Some 65 percent of U.S. chief financial officers (CFOs) believe that U.S. trade policy will be negative for their businesses over the next six months, a new survey released on Friday showed.
Thirty-five percent of CFOs cited U.S. trade policy as the "biggest external risk factor," more than double the second biggest risk highlighted -- consumer demand, according to the latest quarterly CNBC Global CFO Council survey.
"While at a macro level it's easy to understand the motivation behind the recent policy changes, I can't find a single CFO who has told me it would be a positive for his or her business," said Jack McCullough, president and founder of the CFO Leadership Council, an executive networking group. "I cannot recall when CFOs were as jittery about a change in policy as they are today."

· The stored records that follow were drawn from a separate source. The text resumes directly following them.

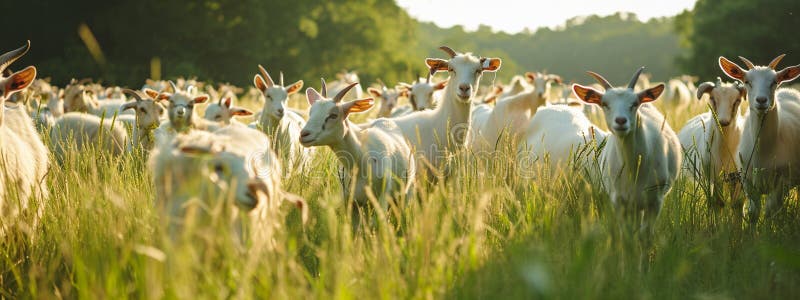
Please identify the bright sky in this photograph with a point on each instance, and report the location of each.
(515, 15)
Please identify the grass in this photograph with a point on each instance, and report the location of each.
(484, 233)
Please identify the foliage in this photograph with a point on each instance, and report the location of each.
(757, 30)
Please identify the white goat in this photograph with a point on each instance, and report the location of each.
(436, 133)
(233, 171)
(281, 124)
(421, 93)
(85, 131)
(710, 140)
(541, 83)
(554, 136)
(378, 158)
(224, 111)
(24, 156)
(180, 112)
(509, 115)
(80, 98)
(767, 150)
(389, 99)
(677, 95)
(642, 157)
(149, 114)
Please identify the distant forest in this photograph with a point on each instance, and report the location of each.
(224, 40)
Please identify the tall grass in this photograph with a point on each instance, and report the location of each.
(483, 233)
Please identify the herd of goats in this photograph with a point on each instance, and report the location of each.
(216, 156)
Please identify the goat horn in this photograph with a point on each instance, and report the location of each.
(448, 51)
(774, 63)
(635, 78)
(11, 56)
(344, 91)
(264, 73)
(324, 88)
(601, 80)
(133, 93)
(747, 63)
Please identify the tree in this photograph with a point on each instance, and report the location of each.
(757, 30)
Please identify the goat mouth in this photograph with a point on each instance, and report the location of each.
(307, 141)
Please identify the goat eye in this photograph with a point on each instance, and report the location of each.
(219, 168)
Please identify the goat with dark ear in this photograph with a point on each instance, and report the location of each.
(25, 158)
(710, 140)
(767, 150)
(641, 137)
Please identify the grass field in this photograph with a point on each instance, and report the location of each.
(484, 233)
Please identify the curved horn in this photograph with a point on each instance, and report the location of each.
(266, 76)
(601, 80)
(448, 51)
(11, 56)
(774, 64)
(133, 93)
(324, 89)
(635, 78)
(747, 63)
(344, 91)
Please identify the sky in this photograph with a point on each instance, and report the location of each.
(513, 16)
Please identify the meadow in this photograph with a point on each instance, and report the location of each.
(485, 232)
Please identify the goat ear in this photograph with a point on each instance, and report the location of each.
(226, 102)
(127, 106)
(490, 99)
(374, 92)
(788, 74)
(587, 94)
(200, 99)
(491, 64)
(294, 87)
(651, 94)
(436, 64)
(20, 80)
(360, 105)
(731, 69)
(258, 81)
(313, 96)
(238, 111)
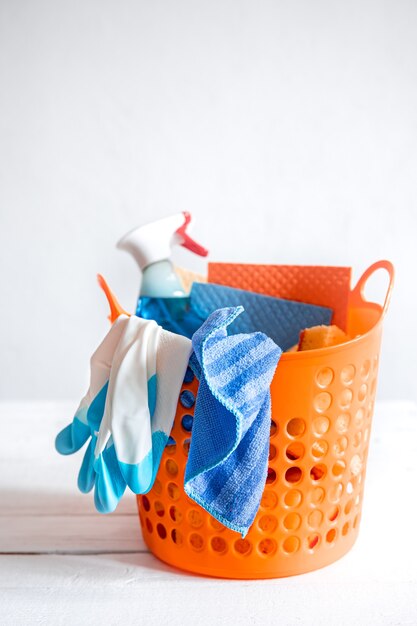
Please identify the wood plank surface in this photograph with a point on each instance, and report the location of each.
(63, 563)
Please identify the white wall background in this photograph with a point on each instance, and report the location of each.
(288, 128)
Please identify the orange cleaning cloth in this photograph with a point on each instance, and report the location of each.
(314, 284)
(321, 337)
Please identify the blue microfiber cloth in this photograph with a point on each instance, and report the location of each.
(282, 320)
(228, 457)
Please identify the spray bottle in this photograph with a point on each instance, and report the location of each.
(161, 295)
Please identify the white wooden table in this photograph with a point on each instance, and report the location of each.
(63, 563)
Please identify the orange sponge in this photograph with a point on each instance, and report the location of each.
(321, 337)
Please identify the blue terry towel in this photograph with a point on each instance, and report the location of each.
(228, 457)
(280, 319)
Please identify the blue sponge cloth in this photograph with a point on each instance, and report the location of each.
(281, 320)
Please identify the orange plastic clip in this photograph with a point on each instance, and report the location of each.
(116, 308)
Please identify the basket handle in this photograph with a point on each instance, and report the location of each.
(357, 294)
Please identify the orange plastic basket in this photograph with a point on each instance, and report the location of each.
(322, 406)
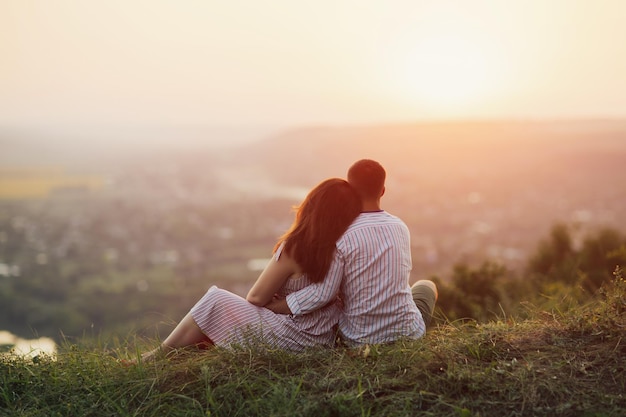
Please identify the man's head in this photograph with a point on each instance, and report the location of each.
(368, 179)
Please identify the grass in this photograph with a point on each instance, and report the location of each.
(568, 363)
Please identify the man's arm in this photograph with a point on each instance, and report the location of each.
(317, 295)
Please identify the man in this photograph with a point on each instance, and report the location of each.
(370, 273)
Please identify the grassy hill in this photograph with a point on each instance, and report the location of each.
(557, 363)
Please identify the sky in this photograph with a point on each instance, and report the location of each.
(290, 63)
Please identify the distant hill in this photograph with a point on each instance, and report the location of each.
(468, 190)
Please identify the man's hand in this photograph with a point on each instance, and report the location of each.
(278, 306)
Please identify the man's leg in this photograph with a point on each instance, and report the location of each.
(425, 296)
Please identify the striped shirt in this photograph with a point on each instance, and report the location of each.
(370, 273)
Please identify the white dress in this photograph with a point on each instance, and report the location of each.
(228, 319)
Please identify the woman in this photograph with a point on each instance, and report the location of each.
(301, 256)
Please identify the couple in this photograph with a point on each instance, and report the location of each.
(344, 264)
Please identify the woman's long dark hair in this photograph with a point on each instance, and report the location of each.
(321, 219)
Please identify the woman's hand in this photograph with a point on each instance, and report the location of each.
(278, 305)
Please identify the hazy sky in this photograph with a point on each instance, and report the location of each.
(292, 62)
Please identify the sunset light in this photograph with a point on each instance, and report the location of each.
(446, 73)
(215, 63)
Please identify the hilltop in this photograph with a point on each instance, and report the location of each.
(556, 363)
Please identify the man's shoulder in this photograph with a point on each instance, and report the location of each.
(377, 219)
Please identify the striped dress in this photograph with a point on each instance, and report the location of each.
(371, 273)
(228, 320)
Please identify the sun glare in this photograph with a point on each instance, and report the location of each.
(446, 74)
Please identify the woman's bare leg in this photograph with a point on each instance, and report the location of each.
(186, 333)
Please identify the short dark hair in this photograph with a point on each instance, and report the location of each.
(368, 178)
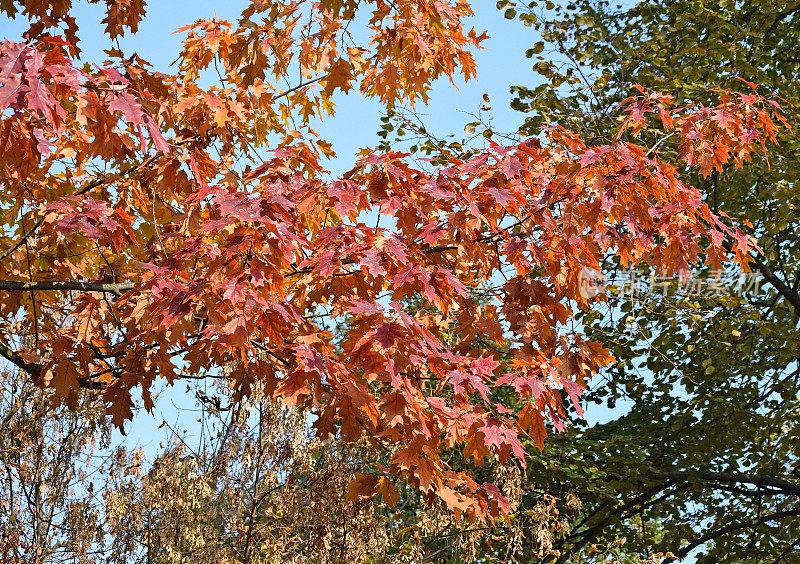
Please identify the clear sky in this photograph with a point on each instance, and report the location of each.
(501, 64)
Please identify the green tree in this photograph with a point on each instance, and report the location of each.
(704, 458)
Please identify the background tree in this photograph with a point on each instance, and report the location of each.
(427, 311)
(703, 453)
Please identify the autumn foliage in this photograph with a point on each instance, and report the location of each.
(147, 233)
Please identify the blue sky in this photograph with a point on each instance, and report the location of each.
(501, 65)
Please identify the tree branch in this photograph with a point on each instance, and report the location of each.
(112, 288)
(682, 553)
(785, 486)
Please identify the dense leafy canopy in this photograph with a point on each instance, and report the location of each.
(147, 233)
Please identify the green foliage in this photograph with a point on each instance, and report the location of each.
(708, 450)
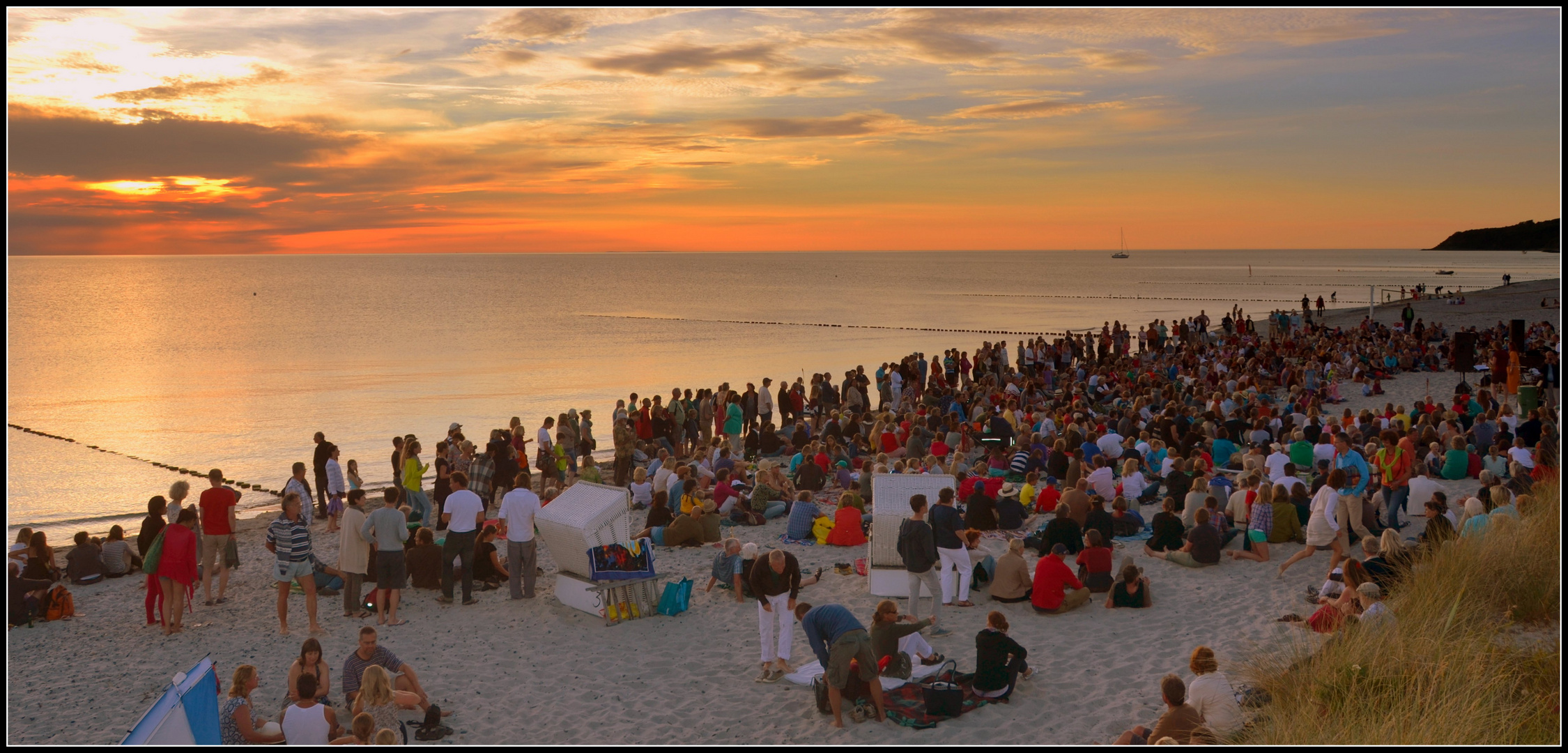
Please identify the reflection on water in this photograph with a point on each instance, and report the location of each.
(236, 361)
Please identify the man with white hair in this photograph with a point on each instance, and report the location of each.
(775, 582)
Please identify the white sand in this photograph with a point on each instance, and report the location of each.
(535, 672)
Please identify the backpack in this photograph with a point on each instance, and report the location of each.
(59, 604)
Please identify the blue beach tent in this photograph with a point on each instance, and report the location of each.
(185, 714)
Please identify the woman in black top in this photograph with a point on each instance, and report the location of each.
(659, 513)
(1169, 531)
(999, 660)
(153, 523)
(1062, 531)
(1131, 591)
(981, 513)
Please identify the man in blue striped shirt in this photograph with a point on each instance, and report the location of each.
(289, 537)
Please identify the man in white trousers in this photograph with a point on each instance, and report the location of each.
(775, 584)
(948, 528)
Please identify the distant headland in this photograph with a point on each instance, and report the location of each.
(1528, 236)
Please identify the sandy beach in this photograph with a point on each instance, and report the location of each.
(544, 674)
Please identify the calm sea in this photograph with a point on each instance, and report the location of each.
(234, 361)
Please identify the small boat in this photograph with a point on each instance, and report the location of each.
(1123, 253)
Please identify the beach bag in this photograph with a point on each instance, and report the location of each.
(431, 730)
(59, 604)
(676, 598)
(149, 562)
(943, 699)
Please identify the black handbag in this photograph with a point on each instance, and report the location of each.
(943, 697)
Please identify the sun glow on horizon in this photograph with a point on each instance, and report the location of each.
(598, 129)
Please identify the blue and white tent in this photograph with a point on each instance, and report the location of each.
(187, 714)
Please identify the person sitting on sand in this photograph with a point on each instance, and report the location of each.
(1259, 523)
(424, 561)
(381, 701)
(360, 731)
(1201, 548)
(1167, 531)
(312, 664)
(1211, 694)
(1062, 531)
(1374, 614)
(488, 568)
(85, 562)
(845, 524)
(999, 661)
(1012, 582)
(369, 653)
(728, 570)
(309, 722)
(1125, 522)
(1052, 579)
(898, 639)
(1180, 720)
(1100, 519)
(1131, 588)
(236, 722)
(1095, 562)
(838, 639)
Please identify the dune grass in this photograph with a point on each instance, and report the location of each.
(1473, 660)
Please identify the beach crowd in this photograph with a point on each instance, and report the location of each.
(1175, 440)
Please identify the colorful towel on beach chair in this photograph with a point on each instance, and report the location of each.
(907, 703)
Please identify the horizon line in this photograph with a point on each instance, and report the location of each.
(758, 252)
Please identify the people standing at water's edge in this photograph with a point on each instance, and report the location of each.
(463, 517)
(386, 529)
(289, 538)
(217, 524)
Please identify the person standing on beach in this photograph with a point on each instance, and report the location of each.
(386, 529)
(353, 553)
(415, 480)
(838, 637)
(297, 485)
(948, 526)
(766, 402)
(463, 517)
(323, 452)
(918, 548)
(289, 537)
(775, 586)
(516, 524)
(624, 443)
(217, 528)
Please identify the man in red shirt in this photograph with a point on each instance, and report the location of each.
(217, 528)
(1051, 579)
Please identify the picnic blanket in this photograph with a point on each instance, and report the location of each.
(1142, 535)
(810, 672)
(907, 703)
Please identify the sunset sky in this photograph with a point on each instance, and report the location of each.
(356, 130)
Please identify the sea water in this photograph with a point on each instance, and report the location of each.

The survey was conducted between Aug. 21 and Sept. 3 among 62 global members of the CNBC Global CFO Council, which represents some of the largest public and private companies in the world.
According to a recently released annual survey conducted by the U.S.-China Business Council (USCBC), U.S.-China trade friction is "negatively impacting" U.S. companies operating in China, with 81 percent of the some 100 executives reporting such impact, up by 8 percent from last year.
Nearly half of the respondents report lost sales and ceding market share to foreign competitors, and a "staggering" 37 percent of respondents indicate lost sales in China due to Chinese partners' concerns about doing business with U.S. companies, which are increasingly viewed as unreliable business partners as a result of the trade tensions, the survey showed.
Brian Higginbotham, senior economist at the U.S. Chamber of Commerce, wrote in an article Thursday that in recent months both business and consumer confidence have "faltered," citing tariffs on China as one of the factors. "There is a clear consensus that the recent tariff actions against China are particularly worrisome," he said.